Credit Ratings

Credit ratings measure ability to repay debt. They do not measure AI governance capability.

322
Institutions with at least one credit rating
222
Institutions unrated by S&P, Moody’s or Fitch
40.9%
Of the substrate has no credit rating at all

Across 321 institutions in the substrate rated by S&P, Moody's, or Fitch, the Pearson correlation between MAR and the blended credit rating is +0.017. Statistically indistinguishable from zero. The signal is not there. Not in any agency individually. Not in any sector cohort. Not even close.

MAR · vs · Blended Credit Rating

Governance and creditworthiness are different things.

mean notch · flat relationship AA A BBB BB B CCC D F E D C B A 0 25 50 75 100 MERIDIAN AUTONOMY RATING · MAR SCORE BLENDED CREDIT RATING r = +0.017 PEARSON CORRELATION · n = 321 indistinguishable from zero

Each dot is one of 321 institutions plotted by Meridian Autonomy Rating (horizontal, F at left to A at right) and blended credit rating averaged across the three major agencies (vertical, D at bottom to AA at top). Dot colour matches MAR band. If credit ratings carried governance signal, dots would cluster along a diagonal: governed institutions top-right, ungoverned bottom-left. They do not. The cloud is dispersed. Pearson r is +0.017, which means a randomly chosen institution's credit rating tells you nothing useful about its AI governance capability, and vice versa.

Agency by agency

No agency carries the signal alone.

S&P
r = -0.010
n = 289
Moody's
r = +0.057
n = 272
Fitch
r = +0.128
n = 241

The null result reproduces across each of the three agencies measured independently. S&P returns r essentially equal to zero. Moody's is functionally identical at r = +0.057. Fitch shows the largest absolute correlation at +0.128, and even that is too weak to be useful. It also points in the wrong direction: slightly better governance correlates with slightly worse Fitch credit, a relationship not consistent with the hypothesis that credit ratings measure governance.

By sector

The signal does not appear when you stratify.

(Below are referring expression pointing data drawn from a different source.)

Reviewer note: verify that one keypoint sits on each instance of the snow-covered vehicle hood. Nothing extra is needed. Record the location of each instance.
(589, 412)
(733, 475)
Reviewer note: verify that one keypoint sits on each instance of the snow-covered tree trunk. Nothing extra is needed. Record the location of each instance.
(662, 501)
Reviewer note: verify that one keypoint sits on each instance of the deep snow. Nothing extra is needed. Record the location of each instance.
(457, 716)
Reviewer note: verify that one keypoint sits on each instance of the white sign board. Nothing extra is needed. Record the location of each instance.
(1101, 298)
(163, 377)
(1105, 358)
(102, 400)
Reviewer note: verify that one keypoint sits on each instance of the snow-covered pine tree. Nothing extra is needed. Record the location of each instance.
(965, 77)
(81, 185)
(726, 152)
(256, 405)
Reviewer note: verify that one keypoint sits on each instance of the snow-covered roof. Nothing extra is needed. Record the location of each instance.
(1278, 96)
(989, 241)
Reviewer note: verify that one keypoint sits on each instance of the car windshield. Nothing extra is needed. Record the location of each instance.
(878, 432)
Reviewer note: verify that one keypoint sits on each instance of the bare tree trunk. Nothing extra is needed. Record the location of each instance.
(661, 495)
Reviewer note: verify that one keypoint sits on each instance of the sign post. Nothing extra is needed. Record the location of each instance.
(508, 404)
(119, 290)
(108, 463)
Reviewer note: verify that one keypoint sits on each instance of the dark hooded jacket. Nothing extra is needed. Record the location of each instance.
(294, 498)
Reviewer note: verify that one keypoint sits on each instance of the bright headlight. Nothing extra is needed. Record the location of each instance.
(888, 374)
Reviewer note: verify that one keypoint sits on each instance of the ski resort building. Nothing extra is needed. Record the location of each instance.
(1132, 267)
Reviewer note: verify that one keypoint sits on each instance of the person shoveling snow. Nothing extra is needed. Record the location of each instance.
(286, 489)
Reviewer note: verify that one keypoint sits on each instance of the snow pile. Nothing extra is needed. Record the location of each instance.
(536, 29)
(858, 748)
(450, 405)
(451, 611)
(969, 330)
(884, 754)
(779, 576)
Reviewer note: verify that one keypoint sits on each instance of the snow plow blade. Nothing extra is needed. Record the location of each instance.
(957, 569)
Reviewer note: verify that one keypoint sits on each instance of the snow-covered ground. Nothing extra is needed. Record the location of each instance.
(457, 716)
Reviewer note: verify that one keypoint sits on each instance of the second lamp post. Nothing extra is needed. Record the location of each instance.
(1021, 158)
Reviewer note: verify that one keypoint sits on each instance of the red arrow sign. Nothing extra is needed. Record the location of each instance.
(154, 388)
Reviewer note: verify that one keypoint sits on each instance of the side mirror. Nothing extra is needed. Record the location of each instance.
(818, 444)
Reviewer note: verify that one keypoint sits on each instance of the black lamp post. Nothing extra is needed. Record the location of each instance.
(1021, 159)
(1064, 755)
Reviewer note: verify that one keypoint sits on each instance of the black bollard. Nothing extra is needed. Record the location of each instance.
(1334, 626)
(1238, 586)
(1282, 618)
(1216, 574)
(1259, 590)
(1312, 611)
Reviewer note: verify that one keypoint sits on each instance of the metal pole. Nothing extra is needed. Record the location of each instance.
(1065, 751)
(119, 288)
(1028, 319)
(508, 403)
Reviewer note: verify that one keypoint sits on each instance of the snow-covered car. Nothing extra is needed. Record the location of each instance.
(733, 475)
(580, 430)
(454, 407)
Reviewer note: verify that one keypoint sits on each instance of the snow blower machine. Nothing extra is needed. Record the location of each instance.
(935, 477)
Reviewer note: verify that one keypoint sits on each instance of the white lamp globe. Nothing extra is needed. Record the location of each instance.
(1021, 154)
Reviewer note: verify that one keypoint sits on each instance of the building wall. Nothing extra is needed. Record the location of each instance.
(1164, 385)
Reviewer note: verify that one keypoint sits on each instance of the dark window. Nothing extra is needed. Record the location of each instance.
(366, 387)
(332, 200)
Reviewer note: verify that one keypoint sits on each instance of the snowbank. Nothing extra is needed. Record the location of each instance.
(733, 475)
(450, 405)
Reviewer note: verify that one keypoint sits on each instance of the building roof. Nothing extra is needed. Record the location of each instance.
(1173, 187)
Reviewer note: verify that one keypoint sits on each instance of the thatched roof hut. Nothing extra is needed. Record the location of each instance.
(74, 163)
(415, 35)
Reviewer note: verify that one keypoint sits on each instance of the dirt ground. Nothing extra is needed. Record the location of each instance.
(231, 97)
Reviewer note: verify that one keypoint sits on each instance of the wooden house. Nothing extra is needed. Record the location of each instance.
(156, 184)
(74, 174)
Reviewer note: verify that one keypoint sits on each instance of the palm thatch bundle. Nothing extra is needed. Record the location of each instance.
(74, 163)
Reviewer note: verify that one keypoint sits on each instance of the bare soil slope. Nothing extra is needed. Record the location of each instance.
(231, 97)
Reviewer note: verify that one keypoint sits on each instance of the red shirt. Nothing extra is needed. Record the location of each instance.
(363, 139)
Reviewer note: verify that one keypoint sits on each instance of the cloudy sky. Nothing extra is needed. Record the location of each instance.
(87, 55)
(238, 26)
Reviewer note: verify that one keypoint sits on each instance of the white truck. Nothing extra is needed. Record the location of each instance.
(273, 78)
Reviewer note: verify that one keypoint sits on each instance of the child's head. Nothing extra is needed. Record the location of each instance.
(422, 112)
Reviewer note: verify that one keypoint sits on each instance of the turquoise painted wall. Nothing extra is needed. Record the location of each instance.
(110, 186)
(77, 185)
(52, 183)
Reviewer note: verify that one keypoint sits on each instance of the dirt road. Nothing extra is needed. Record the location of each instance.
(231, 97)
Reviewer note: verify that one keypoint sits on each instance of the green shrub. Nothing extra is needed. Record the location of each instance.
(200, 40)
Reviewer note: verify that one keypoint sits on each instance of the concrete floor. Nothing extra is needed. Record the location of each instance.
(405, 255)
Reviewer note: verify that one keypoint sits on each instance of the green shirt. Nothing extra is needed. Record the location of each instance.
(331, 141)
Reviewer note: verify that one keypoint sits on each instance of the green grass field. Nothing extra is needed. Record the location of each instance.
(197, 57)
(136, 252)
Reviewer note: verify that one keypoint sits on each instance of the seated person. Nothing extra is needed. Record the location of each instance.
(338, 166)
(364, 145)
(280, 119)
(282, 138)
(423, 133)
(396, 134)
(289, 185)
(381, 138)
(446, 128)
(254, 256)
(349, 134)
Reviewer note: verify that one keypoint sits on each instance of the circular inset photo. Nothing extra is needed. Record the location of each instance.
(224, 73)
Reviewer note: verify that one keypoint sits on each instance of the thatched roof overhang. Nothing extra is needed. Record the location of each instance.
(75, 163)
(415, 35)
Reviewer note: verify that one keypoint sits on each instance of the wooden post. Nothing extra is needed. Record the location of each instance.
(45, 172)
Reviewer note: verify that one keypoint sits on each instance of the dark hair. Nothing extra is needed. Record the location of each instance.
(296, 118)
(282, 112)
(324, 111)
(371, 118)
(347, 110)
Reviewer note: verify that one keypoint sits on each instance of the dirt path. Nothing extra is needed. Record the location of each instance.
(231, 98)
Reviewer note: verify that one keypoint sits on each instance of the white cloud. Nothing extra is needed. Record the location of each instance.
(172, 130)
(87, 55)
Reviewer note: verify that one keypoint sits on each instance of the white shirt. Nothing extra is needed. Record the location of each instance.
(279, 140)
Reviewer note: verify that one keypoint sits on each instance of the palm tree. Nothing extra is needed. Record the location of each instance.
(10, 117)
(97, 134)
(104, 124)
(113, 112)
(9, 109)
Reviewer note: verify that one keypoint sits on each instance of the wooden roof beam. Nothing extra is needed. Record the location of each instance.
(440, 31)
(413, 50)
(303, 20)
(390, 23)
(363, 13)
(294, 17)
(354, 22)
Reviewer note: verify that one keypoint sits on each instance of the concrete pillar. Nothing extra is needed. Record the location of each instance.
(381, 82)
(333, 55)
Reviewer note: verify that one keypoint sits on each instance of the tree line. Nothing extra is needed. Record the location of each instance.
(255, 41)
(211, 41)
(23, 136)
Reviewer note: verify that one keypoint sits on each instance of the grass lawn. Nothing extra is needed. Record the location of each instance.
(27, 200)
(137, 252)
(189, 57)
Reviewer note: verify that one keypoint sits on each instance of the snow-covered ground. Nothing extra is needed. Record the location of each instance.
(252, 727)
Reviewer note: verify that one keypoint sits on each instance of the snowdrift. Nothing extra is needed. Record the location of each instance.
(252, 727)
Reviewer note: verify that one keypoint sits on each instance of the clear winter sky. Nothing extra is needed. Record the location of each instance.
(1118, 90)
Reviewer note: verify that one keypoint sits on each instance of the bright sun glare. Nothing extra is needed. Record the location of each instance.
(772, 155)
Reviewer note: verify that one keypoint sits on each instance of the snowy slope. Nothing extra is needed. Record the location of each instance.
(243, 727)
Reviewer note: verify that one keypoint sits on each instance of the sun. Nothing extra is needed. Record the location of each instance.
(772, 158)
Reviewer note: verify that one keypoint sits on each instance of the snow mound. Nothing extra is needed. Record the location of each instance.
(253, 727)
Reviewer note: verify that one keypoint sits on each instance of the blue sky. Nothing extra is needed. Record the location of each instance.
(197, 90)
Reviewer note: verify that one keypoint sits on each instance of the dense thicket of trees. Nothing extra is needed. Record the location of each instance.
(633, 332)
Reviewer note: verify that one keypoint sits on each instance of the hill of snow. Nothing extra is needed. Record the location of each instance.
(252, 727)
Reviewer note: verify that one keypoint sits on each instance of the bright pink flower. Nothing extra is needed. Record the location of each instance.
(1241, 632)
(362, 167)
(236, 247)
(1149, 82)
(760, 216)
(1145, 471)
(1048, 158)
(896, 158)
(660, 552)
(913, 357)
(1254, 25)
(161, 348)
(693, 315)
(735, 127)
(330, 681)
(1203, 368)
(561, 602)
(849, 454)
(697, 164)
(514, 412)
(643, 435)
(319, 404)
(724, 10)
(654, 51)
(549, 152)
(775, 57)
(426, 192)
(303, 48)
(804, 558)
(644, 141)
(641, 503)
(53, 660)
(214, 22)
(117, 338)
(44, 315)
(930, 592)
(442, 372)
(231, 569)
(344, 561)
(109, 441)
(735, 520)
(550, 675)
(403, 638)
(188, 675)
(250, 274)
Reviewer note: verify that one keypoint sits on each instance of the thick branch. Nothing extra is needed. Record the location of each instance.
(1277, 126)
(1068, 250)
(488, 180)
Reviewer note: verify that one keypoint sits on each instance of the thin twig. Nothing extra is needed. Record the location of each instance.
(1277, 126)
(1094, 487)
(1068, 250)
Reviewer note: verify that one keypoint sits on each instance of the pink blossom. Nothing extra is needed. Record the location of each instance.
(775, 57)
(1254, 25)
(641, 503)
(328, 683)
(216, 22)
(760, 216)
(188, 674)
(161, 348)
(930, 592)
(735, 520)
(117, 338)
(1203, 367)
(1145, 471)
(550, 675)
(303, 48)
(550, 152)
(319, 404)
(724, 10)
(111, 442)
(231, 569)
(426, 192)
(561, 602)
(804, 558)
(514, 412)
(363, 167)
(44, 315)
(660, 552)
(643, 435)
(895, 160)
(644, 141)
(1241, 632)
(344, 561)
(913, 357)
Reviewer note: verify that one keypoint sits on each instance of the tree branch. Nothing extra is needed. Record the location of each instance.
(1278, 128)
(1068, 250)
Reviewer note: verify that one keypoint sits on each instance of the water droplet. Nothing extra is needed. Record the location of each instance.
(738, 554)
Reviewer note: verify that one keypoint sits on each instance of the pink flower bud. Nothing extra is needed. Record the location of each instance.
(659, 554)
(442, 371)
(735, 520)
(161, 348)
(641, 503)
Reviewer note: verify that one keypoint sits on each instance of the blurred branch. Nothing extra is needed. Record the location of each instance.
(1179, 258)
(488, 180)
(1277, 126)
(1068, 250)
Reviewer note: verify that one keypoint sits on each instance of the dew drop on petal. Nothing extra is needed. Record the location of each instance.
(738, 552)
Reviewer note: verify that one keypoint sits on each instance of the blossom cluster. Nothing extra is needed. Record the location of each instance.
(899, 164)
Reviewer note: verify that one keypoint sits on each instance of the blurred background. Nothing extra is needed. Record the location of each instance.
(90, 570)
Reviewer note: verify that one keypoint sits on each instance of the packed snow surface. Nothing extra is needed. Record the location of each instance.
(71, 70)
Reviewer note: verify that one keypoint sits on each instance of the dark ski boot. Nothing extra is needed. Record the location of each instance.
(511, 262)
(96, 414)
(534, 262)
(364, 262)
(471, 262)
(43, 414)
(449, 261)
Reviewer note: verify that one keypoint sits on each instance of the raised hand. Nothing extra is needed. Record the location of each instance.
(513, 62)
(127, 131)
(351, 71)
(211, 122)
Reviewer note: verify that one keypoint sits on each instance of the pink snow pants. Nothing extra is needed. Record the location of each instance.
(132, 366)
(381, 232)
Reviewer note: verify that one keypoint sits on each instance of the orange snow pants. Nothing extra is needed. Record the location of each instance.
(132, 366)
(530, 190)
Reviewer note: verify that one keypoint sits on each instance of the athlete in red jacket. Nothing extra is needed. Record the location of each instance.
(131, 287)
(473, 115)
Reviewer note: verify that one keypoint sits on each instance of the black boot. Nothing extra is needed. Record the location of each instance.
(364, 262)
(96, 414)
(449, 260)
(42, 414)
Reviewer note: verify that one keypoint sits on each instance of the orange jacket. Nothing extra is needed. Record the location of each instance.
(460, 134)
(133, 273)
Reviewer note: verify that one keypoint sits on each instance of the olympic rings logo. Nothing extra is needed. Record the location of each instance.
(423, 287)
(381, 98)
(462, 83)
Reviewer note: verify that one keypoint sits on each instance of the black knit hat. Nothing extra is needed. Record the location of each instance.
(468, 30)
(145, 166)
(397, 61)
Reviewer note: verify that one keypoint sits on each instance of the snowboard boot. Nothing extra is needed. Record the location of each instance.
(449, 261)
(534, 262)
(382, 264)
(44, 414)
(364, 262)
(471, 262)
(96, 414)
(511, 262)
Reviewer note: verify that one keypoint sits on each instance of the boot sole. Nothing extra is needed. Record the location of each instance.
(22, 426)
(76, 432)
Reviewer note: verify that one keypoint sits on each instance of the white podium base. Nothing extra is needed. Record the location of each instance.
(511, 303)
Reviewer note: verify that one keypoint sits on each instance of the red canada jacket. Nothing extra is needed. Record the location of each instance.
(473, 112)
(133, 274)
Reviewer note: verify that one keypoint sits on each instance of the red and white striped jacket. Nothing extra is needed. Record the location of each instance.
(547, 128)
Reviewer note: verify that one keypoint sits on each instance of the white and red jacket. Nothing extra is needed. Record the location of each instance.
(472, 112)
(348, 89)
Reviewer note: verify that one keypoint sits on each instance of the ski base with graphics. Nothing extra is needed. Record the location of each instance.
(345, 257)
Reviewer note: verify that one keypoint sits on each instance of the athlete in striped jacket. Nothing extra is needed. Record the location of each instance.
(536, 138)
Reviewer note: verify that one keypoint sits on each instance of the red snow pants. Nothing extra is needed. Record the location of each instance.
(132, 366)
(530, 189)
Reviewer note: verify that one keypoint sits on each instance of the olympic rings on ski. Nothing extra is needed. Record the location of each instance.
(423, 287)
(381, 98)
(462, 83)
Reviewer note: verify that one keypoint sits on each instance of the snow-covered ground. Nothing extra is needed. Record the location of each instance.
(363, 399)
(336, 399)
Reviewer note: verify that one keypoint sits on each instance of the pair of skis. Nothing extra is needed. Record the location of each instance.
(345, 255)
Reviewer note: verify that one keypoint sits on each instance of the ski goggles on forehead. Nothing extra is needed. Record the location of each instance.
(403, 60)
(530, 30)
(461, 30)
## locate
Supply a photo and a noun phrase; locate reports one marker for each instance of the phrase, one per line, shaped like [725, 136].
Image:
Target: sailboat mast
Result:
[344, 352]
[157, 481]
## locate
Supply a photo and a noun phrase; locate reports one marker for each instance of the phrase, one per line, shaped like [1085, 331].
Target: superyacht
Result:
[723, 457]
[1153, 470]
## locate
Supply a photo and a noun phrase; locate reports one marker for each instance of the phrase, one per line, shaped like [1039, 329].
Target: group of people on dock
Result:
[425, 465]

SectornPearson r · MAR vs blended credit
Bank188+0.179
Insurer66-0.098
Reinsurer19+0.209
Investment Manager16+0.121
Exchange12-0.321
Fintech8+0.466

Banks, the largest cohort at n = 188, return r = +0.179. Insurers, n = 66, return r = -0.098. Across the six sectors with enough paired observations to compute a stable correlation, no single sector breaks above the threshold where the relationship between MAR and credit could be considered meaningful. Fintech shows the largest absolute r at +0.466, but with n = 8 the result is too noisy to support an inference. The absence of correlation is structural, not the result of a noisy aggregate masking sub-cohort signal.

What this means

A new instrument is required.

Credit ratings do their job. They estimate the probability that an issuer will repay debt obligations on the terms agreed. They are not designed to measure governance posture over AI agents, vendor concentration risk, agent observability, or operational resilience under autonomous systems. The empirical absence of correlation between credit ratings and MAR is not a failure of either instrument. It is the expected result when two different things are measured.

The implication for institutions is that a high credit rating is not a substitute for an AI governance rating, and a low credit rating does not imply weak governance. The two ratings answer different questions. Buyers of governance assurance, supervisors of regulated entities, vendors selling into the regulated stack, and institutions seeking to demonstrate governance maturity each require an instrument calibrated to the question they are asking. MAR is that instrument.